7. Pernyataan No.7. Pengetahuan tentang error: urusan administrative
Jika dalam urusan administratif, preparer menemukan error, preparer harus
“meminta persetujuan pembayar pajak untuk mendisklosur error tersebut kepada
otoritas pajak. Bila tidak ada persetujuan, anggota harus mempertimbangkan
penarikan diri dari representasi pembayar pajak dalam urusan administratif”.
8. Pernyataan No.8. Bentuk dan Isi dari advis untuk pembayar pajak
Pernyataan ini tidak menggambarkan bentuk atau isi advis karena kisaran advis
begitu ekstensif dan spesifik menurut kebutuhan setiap pembayar pajak.
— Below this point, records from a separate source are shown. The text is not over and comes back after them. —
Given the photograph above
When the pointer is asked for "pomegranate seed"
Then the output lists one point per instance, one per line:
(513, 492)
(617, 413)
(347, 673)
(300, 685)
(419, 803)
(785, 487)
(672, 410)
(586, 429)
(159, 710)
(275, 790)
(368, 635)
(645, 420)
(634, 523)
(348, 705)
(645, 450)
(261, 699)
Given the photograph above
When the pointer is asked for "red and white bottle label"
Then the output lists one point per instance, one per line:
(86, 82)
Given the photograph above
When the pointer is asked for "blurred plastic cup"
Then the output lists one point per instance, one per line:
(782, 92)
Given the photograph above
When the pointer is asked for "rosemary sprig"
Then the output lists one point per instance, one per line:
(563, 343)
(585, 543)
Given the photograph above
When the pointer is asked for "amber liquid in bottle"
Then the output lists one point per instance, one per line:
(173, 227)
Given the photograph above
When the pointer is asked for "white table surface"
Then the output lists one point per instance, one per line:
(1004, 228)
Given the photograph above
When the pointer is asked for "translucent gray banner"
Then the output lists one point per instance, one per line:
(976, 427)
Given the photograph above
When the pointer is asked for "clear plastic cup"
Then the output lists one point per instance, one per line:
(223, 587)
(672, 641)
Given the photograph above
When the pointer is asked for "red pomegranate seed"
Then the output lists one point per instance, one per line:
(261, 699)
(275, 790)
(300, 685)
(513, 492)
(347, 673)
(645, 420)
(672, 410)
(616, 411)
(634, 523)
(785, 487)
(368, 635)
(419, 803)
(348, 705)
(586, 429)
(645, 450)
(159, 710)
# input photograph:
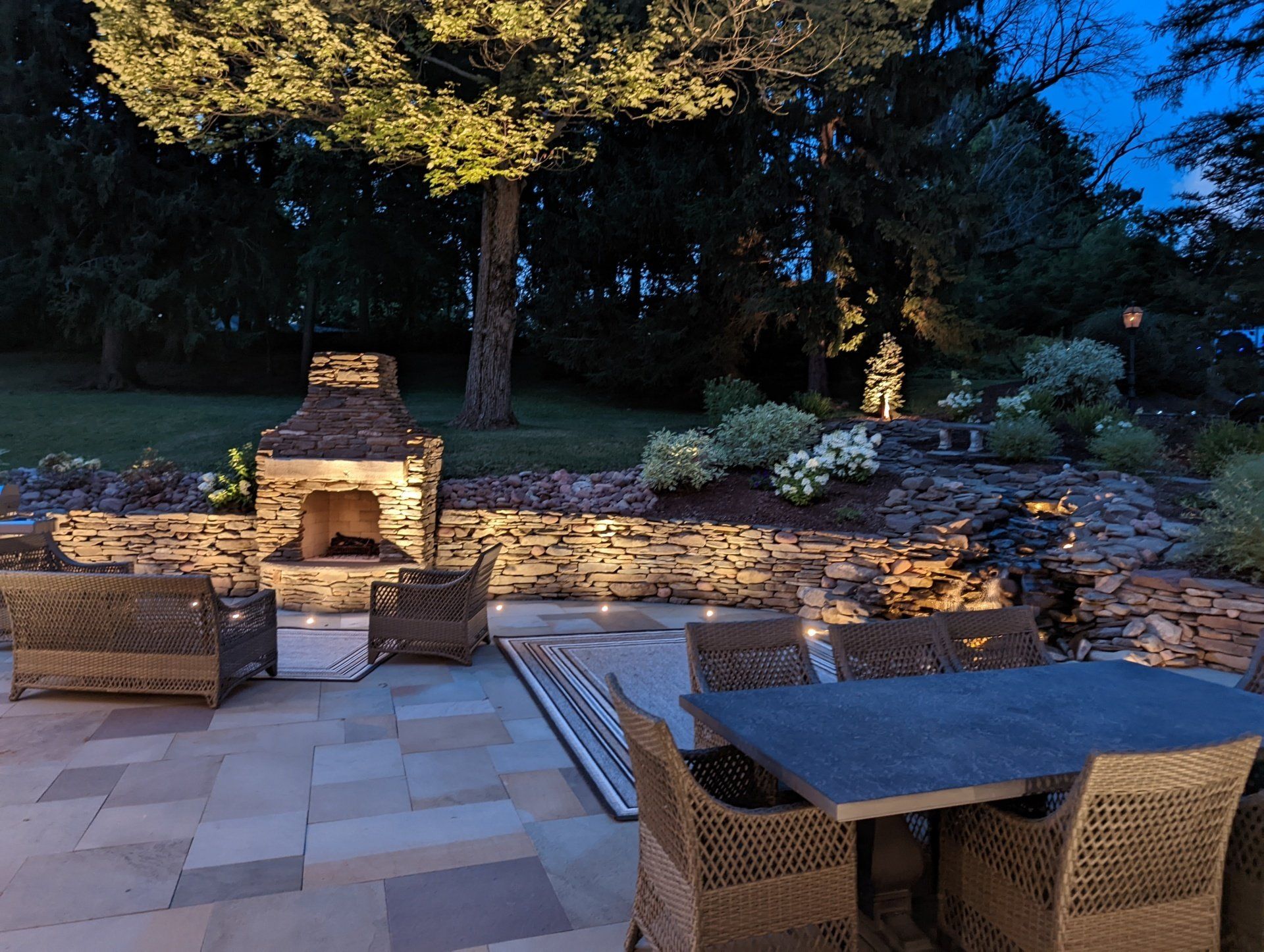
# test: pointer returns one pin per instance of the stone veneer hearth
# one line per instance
(350, 460)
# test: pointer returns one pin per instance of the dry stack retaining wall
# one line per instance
(1169, 618)
(166, 544)
(822, 575)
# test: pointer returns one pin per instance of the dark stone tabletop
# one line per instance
(874, 749)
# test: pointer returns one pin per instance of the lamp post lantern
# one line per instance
(1132, 324)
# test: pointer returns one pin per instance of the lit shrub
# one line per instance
(1023, 438)
(802, 479)
(1085, 417)
(1120, 445)
(1080, 371)
(724, 395)
(1223, 440)
(816, 404)
(673, 460)
(764, 435)
(1232, 533)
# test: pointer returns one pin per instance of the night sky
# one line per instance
(1107, 109)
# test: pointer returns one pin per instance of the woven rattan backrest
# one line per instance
(1149, 828)
(995, 639)
(895, 649)
(769, 652)
(481, 578)
(32, 553)
(1254, 678)
(660, 777)
(119, 614)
Apa yang
disarankan adalah bahwa advis ini mencerminkan kompetensi profesional dan
memenuhi kebutuhan pembayar pajak.
BAB III

PENUTUP

3.1 Kesimpulan
Keterampilan penilaian profesional dan etis dapat membantu untuk mengekspresikan
pandangan seseorang dan "memberikan suara pada nilai-nilai." Pengambilan keputusan
berdasarkan kebajikan merupakan komponen penting karena bergantung pada
"kebijaksanaan praktis", atau kemampuan untuk melihat hal yang benar untuk dilakukan
dalam keadaan tertentu.
Sebuah proses yang sistematis perlu diidentifikasi dan diikuti untuk memastikan auditor
secara memadai menangani masalahmasalah seperti pengumpulan dan evaluasi data,
pertimbangan pemangku kepentingan, analisis etika, dan pengambilan keputusan etis.
Prosesnya bergantung pada skeptisisme profesional untuk memastikan bahwa pola pikir ada
di mana auditor bertindak independen dari setiap bias dan tekanan manajemen, dan membuat
penilaian yang objektif.

3.2 Saran
Dari uraian makalah ini, penyusun merekomendasikan pentingnya untuk menguasai etika
dan penilaian professional. Karena hal tersebut dapat membantu mengevaluasi kegiatan-
kegiatan profesi yang dilakukan dalam suatu perusahaan. Dan hasilnya memberikan umpan
balik tentang funsi etika professional bagi para mahasiswa, contohnya dalam melakukan
tugas sebagai auditor.
DAFTAR PUSTAKA

Mintz, Steven M dan Roselyn E. Morris. 2016. Ethical Obligations and Decision
Making in Accounting: Text and Cases. McGraw Hill Education.